Let’s take this step by step. In assembly language the naive way to include a message like this would be to just include the string, like so:
dc.b "Dave StaUgas loves Bea Hablig"
And just be done with it. But again, this is easily found out by others at any point. A second thing to try would be a bit more sneaky:
dc.b $44, $61, $76, $65, $20, $53, $74, $61, $55, $67, $61, $73, $20, $6C, $6F, $76, $65, $73, $20, $42, $65, $61, $20, $48, $61, $62, $6C, $69, $67, $20
So pretty much just grab the hex values of the message and include those. But, again, this is too easy - especially for people in the 80s who used to be much more hardware about code, this would very easily be discovered by others as being ASCII characters, and be discarded.
This is what Dave did (note: this is wild speculation on my side, but I’m confident that this is pretty much what happened). Firstly, he found a really big file that had gnarly code and probably nobody wanted to touch it in fear of breaking something.
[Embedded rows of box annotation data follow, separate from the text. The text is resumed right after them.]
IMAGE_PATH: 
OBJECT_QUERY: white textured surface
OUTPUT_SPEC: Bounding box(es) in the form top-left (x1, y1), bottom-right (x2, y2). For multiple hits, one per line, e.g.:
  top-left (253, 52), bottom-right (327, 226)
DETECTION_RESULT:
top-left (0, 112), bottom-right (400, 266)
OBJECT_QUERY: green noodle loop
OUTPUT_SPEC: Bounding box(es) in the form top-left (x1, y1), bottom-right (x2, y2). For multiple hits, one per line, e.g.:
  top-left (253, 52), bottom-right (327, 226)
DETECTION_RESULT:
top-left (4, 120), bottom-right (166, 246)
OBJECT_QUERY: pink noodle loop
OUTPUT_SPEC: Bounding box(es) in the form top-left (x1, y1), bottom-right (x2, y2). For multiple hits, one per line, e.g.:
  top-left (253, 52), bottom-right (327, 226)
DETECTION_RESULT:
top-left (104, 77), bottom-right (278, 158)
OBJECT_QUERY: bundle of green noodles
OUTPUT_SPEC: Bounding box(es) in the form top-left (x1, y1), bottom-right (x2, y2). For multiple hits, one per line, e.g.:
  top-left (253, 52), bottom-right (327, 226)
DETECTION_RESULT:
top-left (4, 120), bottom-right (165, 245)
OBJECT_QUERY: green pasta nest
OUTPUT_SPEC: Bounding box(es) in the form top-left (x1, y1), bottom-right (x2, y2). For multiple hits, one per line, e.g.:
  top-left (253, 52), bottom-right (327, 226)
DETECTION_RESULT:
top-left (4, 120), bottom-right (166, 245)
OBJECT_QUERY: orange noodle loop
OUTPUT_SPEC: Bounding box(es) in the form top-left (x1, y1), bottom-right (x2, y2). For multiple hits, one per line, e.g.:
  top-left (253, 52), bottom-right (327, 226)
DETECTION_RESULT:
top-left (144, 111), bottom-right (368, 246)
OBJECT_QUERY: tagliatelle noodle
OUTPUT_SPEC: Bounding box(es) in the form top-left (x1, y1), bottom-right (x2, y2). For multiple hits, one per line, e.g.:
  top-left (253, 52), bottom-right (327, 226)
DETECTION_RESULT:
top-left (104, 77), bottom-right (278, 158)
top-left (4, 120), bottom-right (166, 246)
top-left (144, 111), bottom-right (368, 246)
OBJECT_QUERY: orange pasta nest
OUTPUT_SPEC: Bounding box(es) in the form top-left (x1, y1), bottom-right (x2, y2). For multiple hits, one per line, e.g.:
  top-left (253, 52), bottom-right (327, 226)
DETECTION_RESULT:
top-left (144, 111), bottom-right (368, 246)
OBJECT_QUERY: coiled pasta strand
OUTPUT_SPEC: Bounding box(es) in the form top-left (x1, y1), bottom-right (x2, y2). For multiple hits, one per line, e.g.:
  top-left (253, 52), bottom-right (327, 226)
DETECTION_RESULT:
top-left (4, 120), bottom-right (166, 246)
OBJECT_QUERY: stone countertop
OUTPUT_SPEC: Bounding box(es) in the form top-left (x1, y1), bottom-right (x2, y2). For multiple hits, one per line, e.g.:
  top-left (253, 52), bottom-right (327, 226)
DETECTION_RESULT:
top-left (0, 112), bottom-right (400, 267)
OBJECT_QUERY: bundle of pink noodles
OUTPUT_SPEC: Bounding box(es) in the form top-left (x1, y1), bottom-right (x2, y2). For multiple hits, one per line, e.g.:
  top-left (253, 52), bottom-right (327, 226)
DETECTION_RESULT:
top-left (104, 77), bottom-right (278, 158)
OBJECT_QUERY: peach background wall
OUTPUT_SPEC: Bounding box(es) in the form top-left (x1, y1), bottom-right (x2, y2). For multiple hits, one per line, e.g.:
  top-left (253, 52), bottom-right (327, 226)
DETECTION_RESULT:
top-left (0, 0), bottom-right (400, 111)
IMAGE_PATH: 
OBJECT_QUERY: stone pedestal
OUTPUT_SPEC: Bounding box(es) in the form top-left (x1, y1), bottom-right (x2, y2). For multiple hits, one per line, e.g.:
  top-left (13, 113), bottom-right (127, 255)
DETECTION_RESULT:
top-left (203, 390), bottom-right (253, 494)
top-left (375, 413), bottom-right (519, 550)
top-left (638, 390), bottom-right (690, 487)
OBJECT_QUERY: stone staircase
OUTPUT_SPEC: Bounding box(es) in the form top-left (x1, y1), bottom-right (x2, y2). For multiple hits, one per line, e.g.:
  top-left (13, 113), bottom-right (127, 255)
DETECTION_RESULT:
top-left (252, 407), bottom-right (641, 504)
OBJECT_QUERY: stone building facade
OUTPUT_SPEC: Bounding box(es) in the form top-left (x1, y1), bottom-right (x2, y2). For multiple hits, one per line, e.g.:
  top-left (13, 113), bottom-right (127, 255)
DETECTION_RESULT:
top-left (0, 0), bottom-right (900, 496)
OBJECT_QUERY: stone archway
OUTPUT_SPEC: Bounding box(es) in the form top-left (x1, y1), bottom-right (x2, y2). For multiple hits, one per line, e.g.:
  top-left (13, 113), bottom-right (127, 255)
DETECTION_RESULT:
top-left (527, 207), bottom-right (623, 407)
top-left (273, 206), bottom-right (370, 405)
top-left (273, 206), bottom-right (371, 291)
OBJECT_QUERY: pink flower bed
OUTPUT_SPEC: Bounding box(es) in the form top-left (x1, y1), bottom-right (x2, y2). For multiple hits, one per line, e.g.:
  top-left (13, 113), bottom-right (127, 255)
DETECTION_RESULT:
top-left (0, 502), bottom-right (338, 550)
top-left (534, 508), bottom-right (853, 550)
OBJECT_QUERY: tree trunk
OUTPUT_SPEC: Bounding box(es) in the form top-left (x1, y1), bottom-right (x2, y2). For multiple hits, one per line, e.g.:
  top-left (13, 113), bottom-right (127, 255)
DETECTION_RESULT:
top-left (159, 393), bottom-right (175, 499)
The file in question is resposible for printing text in GEM - and if you’ve seen the capabilities of GEM text printing, you can imagine the complexity. I’ll just say that the file is about 2500 lines, which was gigantic for the machines of the time.
He then jumped around the middle of the file and found a good spot for the code: some tables are there:
wrmappin: dc.b op0,op0,op3,op3 ; replace mode
dc.b op4,op4,op7,op7 ; transparent mode
dc.b op6,op6,op6,op6 ; XOR mode
dc.b op1,op1,o_D,o_D ; inverse transparent mode
(although to be honest, any place in that file would do)
Finally, he typed in an innocent piece of code:
blt_adj: move.l -(a0),d0
neg.w -(a1)
moveq.l #$65,d3
movea.l (a3),a0
moveq.l #$61,d2
subq.w #2,-(a7)
bsr blt_adj+$81
movea.l $6F76(a4),a0
bcs blt_adj+$87
movea.l d2,a0
bcs blt_adj+$79
movea.l a0,a0
bsr blt_adj+$7E
bge blt_adj+$87
beq blt_adj+$40
rts
On the surface, this code looks legit: it has an entry point and a seemingly reasonable name “blt_adj”. “Oh, it probably adjusts the blit, no probs”. And he also returns from that subroutine with that rts in there. It looks the part.
But the code is complete garbage. If called it will very likely crash. But let’s assemble it and observe the output:
1148 000006F8 2020 blt_adj: move.l -(a0),d0
1149 000006FA 4461 neg.w -(a1)
1150 000006FC 7665 moveq.l #$65,d3
1151 000006FE 2053 movea.l (a3),a0
1152 00000700 7461 moveq.l #$61,d2
1153 00000702 5567 subq.w #2,-(a7)
1154 00000704 6173 bsr blt_adj+$81
1155 00000708 206C6F76 movea.l $6F76(a4),a0
1156 0000070C 65000073 bcs blt_adj+$87
1157 00000710 2042 movea.l d2,a0
1158 00000712 6561 bcs blt_adj+$79
1159 00000716 2048 movea.l a0,a0
1160 00000718 6162 bsr blt_adj+$7E
1161 0000071C 6C69 bge blt_adj+$87
1162 00000720 6720 beq blt_adj+$40
1163 00000724 4E75 rts
Now, let’s see the hex codes from the TOS ROM again:
$20, $20, 44, $61, $76, $65, $20, $53, $74, $61, $55, $67, $61, $73, $20, $6C, $6F, $76, $65, $73, $20, $42, $65, $61, $20, $48, $61, $62, $6C, $69, $67, $20
Looks familiar? That’s because they are the exact same bytes. So what our friend Dave did there was to find valid instructions from the 68000 processor that, when assembled, produce the ASCII charactres he wanted to encode. Of course, being a mere human, he couldn’t get it 100%, so his surname is spelled “StaUgas” with a capital “U”. He got the rest spot on though.
Another thing worth mentioning here. In hindsight one could very easily detect this snippet of code because it has no comments. The rest of the 2500 lines of code are very meticulously commented, because as I said the file contains very gnarly code, and it must have helped a lot if someone wanted to pick up and work on it in case something needed debugging. Under this lens, the above piece of code sticks out like fly in milk.
However, this has either never been discovered, or it has and people went “Great stuff, Dave” and let it be. Heck, I’d certainly do that too. Bea, I hope you stayed with him, just look what he did for you!
I’ll end with the same comment I wrote at the beginning: People who worked on TOS are very clever.